3.6.2d Oviposition deterrent (OD) activity
Anti-oviposition activity of the crude extracts was tested against H. armigera
moths. Both the female and male adults after emergence from the pupae were
kept separately for two days. One pair of the moth was released inside a glass
jar, which was covered at the top with a muslin cloth. The test extract solution
was applied on the muslin cloth by dipping the cloth for 5 s and allowed to dry.
Different concentrations of the emulsified test solutions (w/v) were prepared in
water with addition of 1% Triton X-100 (v/v). The concentrations tested were
0.5, 1.0, 1.5 and 2.0%. The jars (five replicates) were kept in the BOD incubator.
The eggs obtained on the 4th and 5th day were collected and taken for the
analysis. The percent reduction in mean number of eggs was calculated in
comparison to control using following formula:
Percent reduction= 100 - [Mean number of eggs obtained in treatment] X 100
[Mean number of eggs obtained in control]
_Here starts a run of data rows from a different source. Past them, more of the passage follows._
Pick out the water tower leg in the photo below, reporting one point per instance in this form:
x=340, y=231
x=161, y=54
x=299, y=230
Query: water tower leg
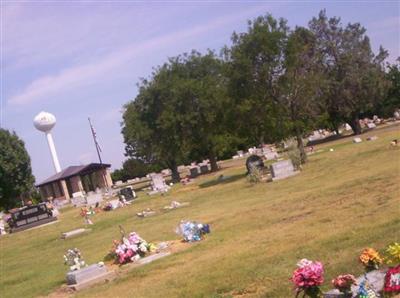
x=53, y=152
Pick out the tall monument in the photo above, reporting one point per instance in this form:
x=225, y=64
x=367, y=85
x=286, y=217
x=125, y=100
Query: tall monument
x=45, y=122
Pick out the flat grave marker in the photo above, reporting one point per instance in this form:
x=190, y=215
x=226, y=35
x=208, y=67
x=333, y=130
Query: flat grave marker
x=282, y=169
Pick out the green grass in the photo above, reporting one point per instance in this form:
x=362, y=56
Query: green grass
x=341, y=202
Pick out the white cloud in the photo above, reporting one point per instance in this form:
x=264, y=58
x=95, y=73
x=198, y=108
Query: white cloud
x=81, y=75
x=389, y=23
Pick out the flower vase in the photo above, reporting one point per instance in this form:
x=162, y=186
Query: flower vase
x=347, y=294
x=313, y=292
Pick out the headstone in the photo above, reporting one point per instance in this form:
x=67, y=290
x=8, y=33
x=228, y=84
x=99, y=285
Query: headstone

The eggs were monitored for larval emergence. Emulsified water treated muslin
was taken as control.
3.6.3 Evaluation of fractionated extracts
The different extracts obtained after fractionation of the crude ethanol extracts
of T. indica and E. camaldulensis as per the procedure mentioned in section
3.5.2.1, 3.5.2.2 and 3.5.2.3 were screened for their growth inhibition action
following diet feeding bioassays mentioned in section 3.6.2a. Concentrations
ranging from 0.01 to 1.o% were tested under similar conditions. For comparative
analysis, NSKE was taken as a positive control. GI50 values based on 7th and 10th
day larval weight were compared with the GI50 values of crude ethanol extract.
Dimlin was taken as a standard for comparative biological activity.
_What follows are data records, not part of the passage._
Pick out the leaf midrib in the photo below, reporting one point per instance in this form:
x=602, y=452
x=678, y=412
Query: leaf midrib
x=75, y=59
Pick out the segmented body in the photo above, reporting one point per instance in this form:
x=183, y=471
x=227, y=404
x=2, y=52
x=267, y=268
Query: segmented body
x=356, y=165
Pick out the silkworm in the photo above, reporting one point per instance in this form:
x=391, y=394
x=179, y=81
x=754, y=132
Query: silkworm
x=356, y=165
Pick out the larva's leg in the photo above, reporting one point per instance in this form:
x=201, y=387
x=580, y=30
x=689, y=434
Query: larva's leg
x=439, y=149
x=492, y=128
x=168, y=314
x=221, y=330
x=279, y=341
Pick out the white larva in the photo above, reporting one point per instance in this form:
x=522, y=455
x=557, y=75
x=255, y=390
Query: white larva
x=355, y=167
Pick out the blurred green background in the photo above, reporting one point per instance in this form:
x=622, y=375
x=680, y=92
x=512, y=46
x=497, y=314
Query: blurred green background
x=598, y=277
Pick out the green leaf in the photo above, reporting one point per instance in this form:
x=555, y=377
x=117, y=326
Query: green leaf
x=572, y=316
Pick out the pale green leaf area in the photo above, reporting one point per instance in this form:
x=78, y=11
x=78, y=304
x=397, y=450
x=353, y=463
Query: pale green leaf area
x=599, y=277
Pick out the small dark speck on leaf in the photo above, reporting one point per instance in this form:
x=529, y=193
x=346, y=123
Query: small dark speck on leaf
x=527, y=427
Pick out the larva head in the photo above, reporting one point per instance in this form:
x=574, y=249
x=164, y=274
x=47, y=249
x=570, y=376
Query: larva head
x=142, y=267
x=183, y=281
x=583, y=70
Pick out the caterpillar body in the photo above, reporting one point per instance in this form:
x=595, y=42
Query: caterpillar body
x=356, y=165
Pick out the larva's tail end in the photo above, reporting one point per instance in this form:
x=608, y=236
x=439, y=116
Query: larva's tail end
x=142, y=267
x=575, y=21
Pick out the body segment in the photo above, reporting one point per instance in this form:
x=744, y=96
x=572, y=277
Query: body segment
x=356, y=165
The relative toxicity values of the isolated fractions were calculated as follows:
Relative efficacy (RE)= GI50 value of fraction/ GI50 value of crude ethanol extract
3.6.4 Evaluation of T. indica alkaloids and E.
camaldulensis tannins
Alkaloids constitute a major class of chemical group present in T. indica (Jain
and Agrawal, 1991), while E. camaldulensis leaves contain tannin class of
compounds (Anonymous, 1952, Mukherjee, 2002). Therefore, alkaloids from T.
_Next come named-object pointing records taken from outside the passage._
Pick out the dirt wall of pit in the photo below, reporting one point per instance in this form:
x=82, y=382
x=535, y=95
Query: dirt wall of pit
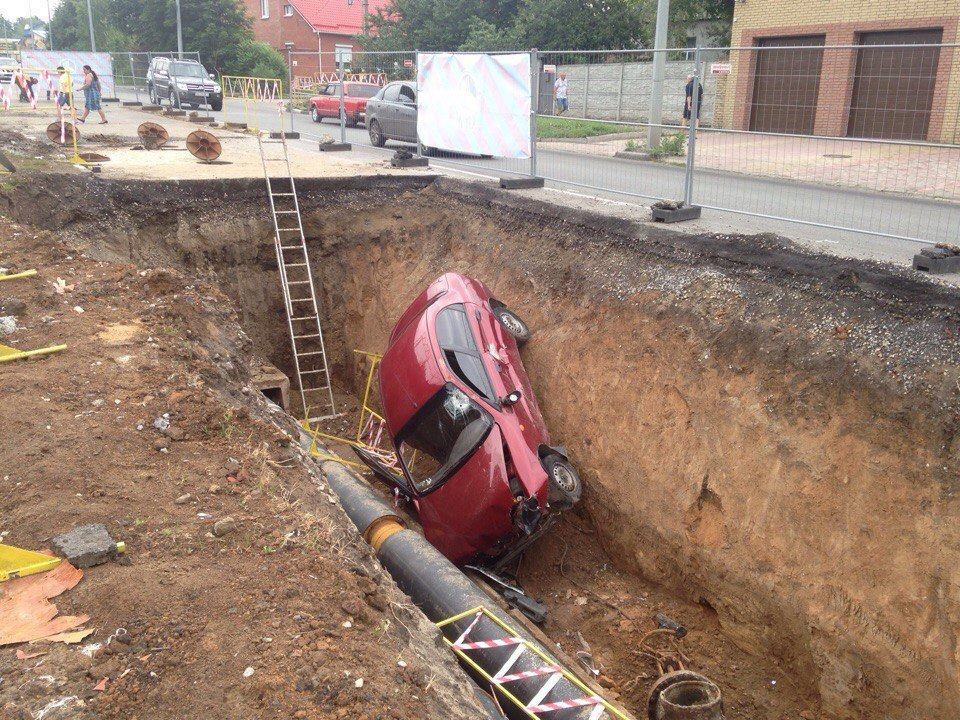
x=770, y=432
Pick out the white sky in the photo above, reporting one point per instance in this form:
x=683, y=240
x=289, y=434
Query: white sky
x=13, y=9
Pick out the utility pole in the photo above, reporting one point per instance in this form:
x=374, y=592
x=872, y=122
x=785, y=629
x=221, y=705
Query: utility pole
x=659, y=69
x=93, y=43
x=49, y=26
x=179, y=33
indica and tannins from E. camaldulensis, besides growth inhibition, were also
screened for their feeding inhibition and oviposition deterrent activity at
different concentrations following insect bioassays mentioned in section 3.6.2b
and 3.6.2d. In case of feeding inhibition bioassays, crude alkaloids and tannins
were tested with two larvae per replication per treatment in four replications.
3.6.5 Identification of the active fraction(s) of
E. camaldulensis thorough column chromatography
E. camaldulensis crude ethanol extract was also subjected to column
chromatography to identify active fraction other than tannins. Based on larval
weight recorded on 7th and 10th day of treatment following chronic feeding
bioassay on semi-synthetic diet at 0.5% concentration (w/w) using neonate
larvae. Ten larvae were tested for each treatment and percent growth inhibition
values were calculated. Percent survival of the larvae was also recorded
following treatment response. Fractions with more than 80% growth inhibition
of the larvae were considered as active.
3.7 Statistical analysis
Standard deviation values were calculated for larval and pupal developmental
period. For testing the significant differences with respect to control, analysis of
variance (ANOVA), SNKT or t-test (mean comparison) and goodness of fit
(G-test for percent values) were used. Linear regression analysis was performed
for all dose response experimental data. Probit analysis was used for calculation
of LC50 /GI50 / FI50 / LT50 values (Finney, 1971). Data analysis was carried out
using software Costat (CoHort, Berkeley California) and SPSS (version 9).